Horror and Hysteria

This headline greeted readers of the Wall Street Journal last week.

“The Tragedy of Being a New Mom in America: One in five mothers in the U.S. suffers from mood and anxiety disorders during pregnancy or soon after birth. For many, help is hard to find.”

What followed was a shallow, flawed article filled with heart-rending emotional accounts. It reminded me of one of the many reasons I canceled my subscription to the newspaper. If I wanted to read hyperbolic hysteria, I would pick up a gossip magazine at the supermarket.

The article, with its panicky title, especially dismayed me because I dearly value motherhood. Giving birth is a monumental physical, spiritual, and emotional experience. Hormonal upheaval is real as is the taxing reality of caring for a helpless, demanding newborn. New mothers do need more support than many get, and some cases do swerve into extremes. Women with postpartum depression need fast, compassionate, and tangible help.

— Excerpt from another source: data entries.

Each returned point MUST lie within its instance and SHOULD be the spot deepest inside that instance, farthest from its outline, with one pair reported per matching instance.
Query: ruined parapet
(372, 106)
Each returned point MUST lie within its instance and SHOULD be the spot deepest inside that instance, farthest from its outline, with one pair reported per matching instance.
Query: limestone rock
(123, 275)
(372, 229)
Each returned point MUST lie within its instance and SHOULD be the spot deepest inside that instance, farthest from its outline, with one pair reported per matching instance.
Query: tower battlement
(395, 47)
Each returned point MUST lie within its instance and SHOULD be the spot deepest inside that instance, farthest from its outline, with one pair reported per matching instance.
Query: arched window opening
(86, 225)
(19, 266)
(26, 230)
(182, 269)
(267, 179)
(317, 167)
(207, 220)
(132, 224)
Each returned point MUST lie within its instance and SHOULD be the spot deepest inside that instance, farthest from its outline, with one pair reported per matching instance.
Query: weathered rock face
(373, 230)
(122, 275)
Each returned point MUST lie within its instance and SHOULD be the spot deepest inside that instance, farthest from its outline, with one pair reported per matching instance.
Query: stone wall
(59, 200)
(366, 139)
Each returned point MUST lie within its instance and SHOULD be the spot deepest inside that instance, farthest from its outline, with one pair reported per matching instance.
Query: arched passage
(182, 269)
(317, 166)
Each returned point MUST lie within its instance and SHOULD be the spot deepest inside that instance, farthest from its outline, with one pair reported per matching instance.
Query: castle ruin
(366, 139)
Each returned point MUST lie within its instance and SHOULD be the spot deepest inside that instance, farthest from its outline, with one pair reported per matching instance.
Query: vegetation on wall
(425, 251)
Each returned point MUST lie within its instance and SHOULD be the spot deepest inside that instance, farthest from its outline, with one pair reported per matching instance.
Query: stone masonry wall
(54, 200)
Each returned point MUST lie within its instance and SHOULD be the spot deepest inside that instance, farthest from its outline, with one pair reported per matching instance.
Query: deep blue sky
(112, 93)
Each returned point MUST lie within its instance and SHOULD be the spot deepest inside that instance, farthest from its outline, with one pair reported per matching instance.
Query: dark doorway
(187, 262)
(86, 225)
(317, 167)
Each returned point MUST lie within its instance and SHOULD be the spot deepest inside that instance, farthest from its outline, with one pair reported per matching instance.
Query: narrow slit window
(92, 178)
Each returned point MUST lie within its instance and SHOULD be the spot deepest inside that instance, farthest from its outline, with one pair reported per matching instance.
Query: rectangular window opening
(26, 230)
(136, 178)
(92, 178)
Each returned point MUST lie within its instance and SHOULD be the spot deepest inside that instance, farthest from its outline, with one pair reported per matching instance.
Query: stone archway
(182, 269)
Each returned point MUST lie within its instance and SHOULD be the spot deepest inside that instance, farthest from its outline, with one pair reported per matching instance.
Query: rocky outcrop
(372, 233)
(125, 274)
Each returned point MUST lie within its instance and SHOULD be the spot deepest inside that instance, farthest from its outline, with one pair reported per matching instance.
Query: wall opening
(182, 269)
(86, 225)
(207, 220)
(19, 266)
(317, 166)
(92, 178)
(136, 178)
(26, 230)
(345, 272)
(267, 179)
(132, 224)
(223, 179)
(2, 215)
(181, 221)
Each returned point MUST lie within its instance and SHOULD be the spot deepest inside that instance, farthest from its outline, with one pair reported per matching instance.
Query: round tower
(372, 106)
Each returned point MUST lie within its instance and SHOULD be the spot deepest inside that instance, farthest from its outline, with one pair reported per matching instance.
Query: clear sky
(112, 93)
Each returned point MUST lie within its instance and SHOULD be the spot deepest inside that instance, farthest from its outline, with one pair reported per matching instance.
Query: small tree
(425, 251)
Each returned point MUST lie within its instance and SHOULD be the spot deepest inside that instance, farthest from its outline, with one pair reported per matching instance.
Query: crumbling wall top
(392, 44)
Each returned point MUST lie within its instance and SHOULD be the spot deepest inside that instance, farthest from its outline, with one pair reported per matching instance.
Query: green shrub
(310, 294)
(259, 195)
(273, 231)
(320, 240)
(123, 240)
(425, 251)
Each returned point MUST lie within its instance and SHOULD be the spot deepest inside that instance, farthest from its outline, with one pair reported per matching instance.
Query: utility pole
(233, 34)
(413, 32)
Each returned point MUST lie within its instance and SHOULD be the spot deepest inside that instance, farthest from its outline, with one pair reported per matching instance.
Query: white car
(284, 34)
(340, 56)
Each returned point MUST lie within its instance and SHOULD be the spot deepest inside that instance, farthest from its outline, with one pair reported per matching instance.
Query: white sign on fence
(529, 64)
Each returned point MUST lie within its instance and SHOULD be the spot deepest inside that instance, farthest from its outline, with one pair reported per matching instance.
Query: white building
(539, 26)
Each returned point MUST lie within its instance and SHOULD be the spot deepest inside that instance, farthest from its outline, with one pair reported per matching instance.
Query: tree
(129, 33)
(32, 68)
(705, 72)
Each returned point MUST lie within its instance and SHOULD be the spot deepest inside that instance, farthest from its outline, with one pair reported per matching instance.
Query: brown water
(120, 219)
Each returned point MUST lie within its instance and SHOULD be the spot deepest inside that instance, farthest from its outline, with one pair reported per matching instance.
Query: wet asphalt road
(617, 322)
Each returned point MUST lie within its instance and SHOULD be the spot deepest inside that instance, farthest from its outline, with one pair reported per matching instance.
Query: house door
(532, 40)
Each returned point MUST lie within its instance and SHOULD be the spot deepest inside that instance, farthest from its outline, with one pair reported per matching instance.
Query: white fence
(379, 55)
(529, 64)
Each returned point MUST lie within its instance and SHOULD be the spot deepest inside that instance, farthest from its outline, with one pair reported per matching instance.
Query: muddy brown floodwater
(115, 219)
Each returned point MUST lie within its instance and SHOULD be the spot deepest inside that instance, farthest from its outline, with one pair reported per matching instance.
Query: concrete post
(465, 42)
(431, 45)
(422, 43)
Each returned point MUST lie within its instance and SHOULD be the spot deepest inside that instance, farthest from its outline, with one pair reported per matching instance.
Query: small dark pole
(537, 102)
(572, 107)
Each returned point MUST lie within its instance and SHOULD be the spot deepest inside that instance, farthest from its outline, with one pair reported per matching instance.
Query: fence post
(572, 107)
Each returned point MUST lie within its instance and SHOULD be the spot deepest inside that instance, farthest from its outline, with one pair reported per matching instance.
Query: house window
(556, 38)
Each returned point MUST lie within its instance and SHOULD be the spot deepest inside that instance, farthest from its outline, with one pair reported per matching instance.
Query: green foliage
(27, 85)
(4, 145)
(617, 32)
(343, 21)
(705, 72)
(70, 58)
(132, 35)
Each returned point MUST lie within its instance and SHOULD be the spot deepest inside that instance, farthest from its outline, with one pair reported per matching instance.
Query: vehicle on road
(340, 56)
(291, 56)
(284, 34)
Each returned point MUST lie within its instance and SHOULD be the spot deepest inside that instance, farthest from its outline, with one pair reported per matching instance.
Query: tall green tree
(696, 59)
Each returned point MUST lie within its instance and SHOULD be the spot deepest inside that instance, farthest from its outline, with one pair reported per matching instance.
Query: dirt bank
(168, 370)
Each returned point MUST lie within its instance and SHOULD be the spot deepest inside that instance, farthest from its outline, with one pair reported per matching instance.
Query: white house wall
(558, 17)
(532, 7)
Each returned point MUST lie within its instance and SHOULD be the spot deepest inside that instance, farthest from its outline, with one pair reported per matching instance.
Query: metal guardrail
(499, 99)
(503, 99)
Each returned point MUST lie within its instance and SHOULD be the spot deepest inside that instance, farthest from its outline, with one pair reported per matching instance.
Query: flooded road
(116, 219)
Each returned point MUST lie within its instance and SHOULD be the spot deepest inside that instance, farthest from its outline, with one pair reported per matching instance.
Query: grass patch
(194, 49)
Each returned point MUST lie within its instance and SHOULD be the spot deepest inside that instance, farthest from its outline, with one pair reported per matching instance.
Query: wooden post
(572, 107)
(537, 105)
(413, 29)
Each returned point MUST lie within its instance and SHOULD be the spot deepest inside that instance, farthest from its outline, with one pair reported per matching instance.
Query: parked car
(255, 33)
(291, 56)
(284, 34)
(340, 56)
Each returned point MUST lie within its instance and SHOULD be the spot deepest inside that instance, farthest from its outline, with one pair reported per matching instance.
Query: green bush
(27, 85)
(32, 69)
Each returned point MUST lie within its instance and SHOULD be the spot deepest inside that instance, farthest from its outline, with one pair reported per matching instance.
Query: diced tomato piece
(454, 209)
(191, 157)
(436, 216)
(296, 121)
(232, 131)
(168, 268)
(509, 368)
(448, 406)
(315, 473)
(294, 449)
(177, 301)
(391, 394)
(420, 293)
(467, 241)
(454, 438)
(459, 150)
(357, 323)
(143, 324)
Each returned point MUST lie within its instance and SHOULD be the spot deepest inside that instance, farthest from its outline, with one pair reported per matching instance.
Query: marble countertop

Treating the issue simplistically and raising specters of the overused tropes of race, lack of government-mandated maternity leave, and patriarchy does little to actually help anyone. Coinciding, as the article does, with FDA approval for a new pill aimed at women with postpartum depression leaves the cynical among us wondering if money and pharma-lobbying power had more to do with the shocking statistics being relayed than actual in-depth investigative reporting. Hopefully, the pill will be a blessing to those who truly need it. One also hopes (though past performance suggests that only a blind optimist can have such hope) that part of the marketing plan does not include increasing the potential number of women sufferers and downplaying non-medicinal, and sometimes politically incorrect, strategies that are effective.

We have morphed into a society that increasingly teaches students that while there is no one single, correct answer to a mathematical problem, serious life issues easily surrender to glib and simplistic catchwords. The result is a mathematically illiterate citizenry with few logical thinking skills. If we don’t make a U-turn soon, the real minority in the United States will be mentally healthy, emotionally fit women and men who can tackle complex issues with judgment and wisdom.